Przeczytaj szczegóły certyfikatu SSL na temat WP8

Question

Chcę odczytać szczegóły certyfikatu (np. Datę ważności lub CN) ze względów bezpieczeństwa.

Zazwyczaj w klasach sieci dostępne są niektóre właściwości, które umożliwiają sprawdzenie certyfikatu. Tego nie ma w implementacjach WP8.

Próbowałem również utworzyć SslStream, ale również nie ma możliwości uzyskania szczegółów certyfikatu, takich jak RemoteCertificate na .net 4.5.

var sslStream = new SslStream(new NetworkStream(e.ConnectSocket)); 

W SslStream brakuje wszystkiego, co dotyczy zabezpieczeń. Wygląda więc na to, że BountyCastle i inne biblioteki nie mogą uzyskać certyfikatu, ponieważ podstawowy framework go nie obsługuje.

Więc moje pytania to:

1. mogę przeczytać CN lub inne Certificate szczegółów na WP8 przy użyciu innych metod.?
2. Jeśli nie, jak można tworzyć, a następnie poważnie zabezpieczyć aplikacje (bankowość liniowa) w pakiecie WP8 przy użyciu technik takich jak sprawdzanie poprawności certyfikatu po stronie klienta i czy istnieje powód, dla którego nie jest to obsługiwane w WP8?

Pozdrowienia Holger

Answer 1

Po wypróbowaniu bibliotekami open source jak BouncyCastle, supersocket lub webSocket4net Testowałem ocenę lib handlowej nazwie ELDOS SecureBlackbox. Ten test zakończył się pomyślnie. Oto kod snipped, że dostaje X509Certificates ze wszystkimi szczegółami:

public void OpenSSL() 
{ 
    var c = new TElSimpleSSLClient(); 
    c.OnCertificateValidate += new TSBCertificateValidateEvent(OnCertificateValidate); 

    c.Address = "myhostname.com"; 
    c.Port = 443; 
    c.Open(); 
    c.Close(false); 
} 

private void OnCertificateValidate(object sender, TElX509Certificate x509certificate, ref TSBBoolean validate) 
{ 
    validate = true; 
} 

Walidacja jest uzyskiwanie wszystkich certyfikatów ... jeśli validate jest ustawiony na true, następny certyfikat zostanie pokazane. Oznacza to, że wywołanie zwrotne jest tam wywoływane w celu uzyskania certyfikatu.

Pozdrowienia Holger

Answer 2

I wydał wniosek głosową użytkownika do zespołu Microsoft .NET z prośbą o dostarczenie roztworu do czytania szczegóły certyfikatu serwera SSL z bibliotek przenośnych klasy (kierowanie również WP8). Możesz zagłosować tutaj: http://visualstudio.uservoice.com/forums/121579-visual-studio/suggestions/4784983-support-server-ssl-certificate-chain-inspection-in

Answer 3

Dla WP8 możesz użyć klasy StreamSocket, która ma metodę UpgradeToSslAsync(), która wykona uzgadnianie TLS dla Ciebie jako operację asynchroniczną. Po zakończeniu możesz użyć właściwości .Information.ServerCertificate, aby sprawdzić, czy masz oczekiwany certyfikat serwera.

Answer 4

W systemie Windows Phone 8.1 można to zrobić za pomocą HttpClient, a także z StreamSocket (zgodnie z sugestią Mike'a).
Przykład sprawdzania poprawności certyfikatu za pomocą StreamSocket można znaleźć here (Scenariusz5_Certyfikat w kodzie źródłowym).
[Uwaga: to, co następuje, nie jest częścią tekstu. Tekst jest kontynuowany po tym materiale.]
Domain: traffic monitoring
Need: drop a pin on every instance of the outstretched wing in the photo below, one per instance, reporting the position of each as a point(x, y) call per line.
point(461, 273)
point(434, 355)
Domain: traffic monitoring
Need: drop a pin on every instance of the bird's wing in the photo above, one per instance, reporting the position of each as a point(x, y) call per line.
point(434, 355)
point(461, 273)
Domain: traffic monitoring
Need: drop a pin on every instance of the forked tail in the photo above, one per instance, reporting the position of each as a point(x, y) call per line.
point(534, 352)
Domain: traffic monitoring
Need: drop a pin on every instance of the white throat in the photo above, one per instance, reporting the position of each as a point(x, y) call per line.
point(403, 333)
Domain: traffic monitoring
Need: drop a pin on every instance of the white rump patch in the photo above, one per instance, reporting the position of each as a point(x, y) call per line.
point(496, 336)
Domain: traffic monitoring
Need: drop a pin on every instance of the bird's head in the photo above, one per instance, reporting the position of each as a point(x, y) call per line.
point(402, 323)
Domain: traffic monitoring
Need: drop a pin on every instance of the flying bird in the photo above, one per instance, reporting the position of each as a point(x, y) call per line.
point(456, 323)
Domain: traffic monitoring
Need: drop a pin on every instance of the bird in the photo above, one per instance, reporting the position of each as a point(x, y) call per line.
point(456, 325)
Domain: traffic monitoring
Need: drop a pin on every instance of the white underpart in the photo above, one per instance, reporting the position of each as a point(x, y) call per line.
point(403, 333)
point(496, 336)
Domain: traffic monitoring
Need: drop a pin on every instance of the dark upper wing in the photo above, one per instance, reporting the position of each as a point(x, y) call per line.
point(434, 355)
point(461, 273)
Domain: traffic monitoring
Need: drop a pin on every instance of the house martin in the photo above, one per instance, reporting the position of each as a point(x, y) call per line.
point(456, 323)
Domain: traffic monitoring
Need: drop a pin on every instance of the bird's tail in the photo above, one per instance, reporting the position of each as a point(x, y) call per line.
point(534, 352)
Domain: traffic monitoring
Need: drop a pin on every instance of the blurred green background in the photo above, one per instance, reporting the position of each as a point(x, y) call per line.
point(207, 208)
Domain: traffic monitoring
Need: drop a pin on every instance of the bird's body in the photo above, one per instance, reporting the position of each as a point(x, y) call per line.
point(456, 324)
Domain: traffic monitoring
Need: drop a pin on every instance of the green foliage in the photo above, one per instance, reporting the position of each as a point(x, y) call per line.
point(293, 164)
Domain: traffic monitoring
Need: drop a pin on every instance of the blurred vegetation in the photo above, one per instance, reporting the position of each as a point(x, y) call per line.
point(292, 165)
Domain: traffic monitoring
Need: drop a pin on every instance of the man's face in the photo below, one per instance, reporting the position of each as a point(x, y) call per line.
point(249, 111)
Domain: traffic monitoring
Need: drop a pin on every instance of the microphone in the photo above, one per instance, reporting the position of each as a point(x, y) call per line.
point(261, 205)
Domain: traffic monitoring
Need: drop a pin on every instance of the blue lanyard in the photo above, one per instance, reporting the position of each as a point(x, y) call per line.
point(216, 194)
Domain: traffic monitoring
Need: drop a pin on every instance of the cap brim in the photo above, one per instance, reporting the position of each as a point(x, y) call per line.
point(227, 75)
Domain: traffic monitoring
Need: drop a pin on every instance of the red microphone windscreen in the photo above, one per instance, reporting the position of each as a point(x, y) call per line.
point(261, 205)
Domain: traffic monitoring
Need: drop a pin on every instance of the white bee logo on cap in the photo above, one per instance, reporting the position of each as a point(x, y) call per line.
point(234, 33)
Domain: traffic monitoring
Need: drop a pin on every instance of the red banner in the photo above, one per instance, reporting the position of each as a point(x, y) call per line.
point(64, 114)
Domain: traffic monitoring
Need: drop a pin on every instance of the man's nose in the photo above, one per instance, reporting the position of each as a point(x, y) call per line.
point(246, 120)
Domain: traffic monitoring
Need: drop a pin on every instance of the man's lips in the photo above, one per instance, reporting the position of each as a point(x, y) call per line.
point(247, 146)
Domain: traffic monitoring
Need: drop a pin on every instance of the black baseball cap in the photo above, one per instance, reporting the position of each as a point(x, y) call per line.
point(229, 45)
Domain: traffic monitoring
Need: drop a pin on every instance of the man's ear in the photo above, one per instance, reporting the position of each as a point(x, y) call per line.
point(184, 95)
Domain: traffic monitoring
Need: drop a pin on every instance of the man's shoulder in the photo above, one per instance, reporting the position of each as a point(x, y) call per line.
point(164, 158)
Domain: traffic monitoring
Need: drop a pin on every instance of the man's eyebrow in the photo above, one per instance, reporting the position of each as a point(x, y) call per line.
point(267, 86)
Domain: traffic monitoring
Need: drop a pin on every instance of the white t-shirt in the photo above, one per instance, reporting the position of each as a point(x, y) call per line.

poprawności certyfikatu z HttpClient można zrobić przez obsługę wyjątku ERROR_INTERNET_INVALID_CA, weryfikacji certyfikatu serwera przy użyciu klasy HttpTransportInformation, tworząc nową instancję HttpBaseProtocolFilter klasy i określenie błędów zignorować.

Pamiętaj, że nie wszystkie błędy są niezrozumiałe.Otrzymasz wyjątek, jeśli spróbujesz dodać wartości wyłudzeniowe Success, Revoked, InvalidSignature, InvalidCertificateAuthorityPolicy, BasicConstraintsError, UnknownCriticalExtension lub OtherErrors.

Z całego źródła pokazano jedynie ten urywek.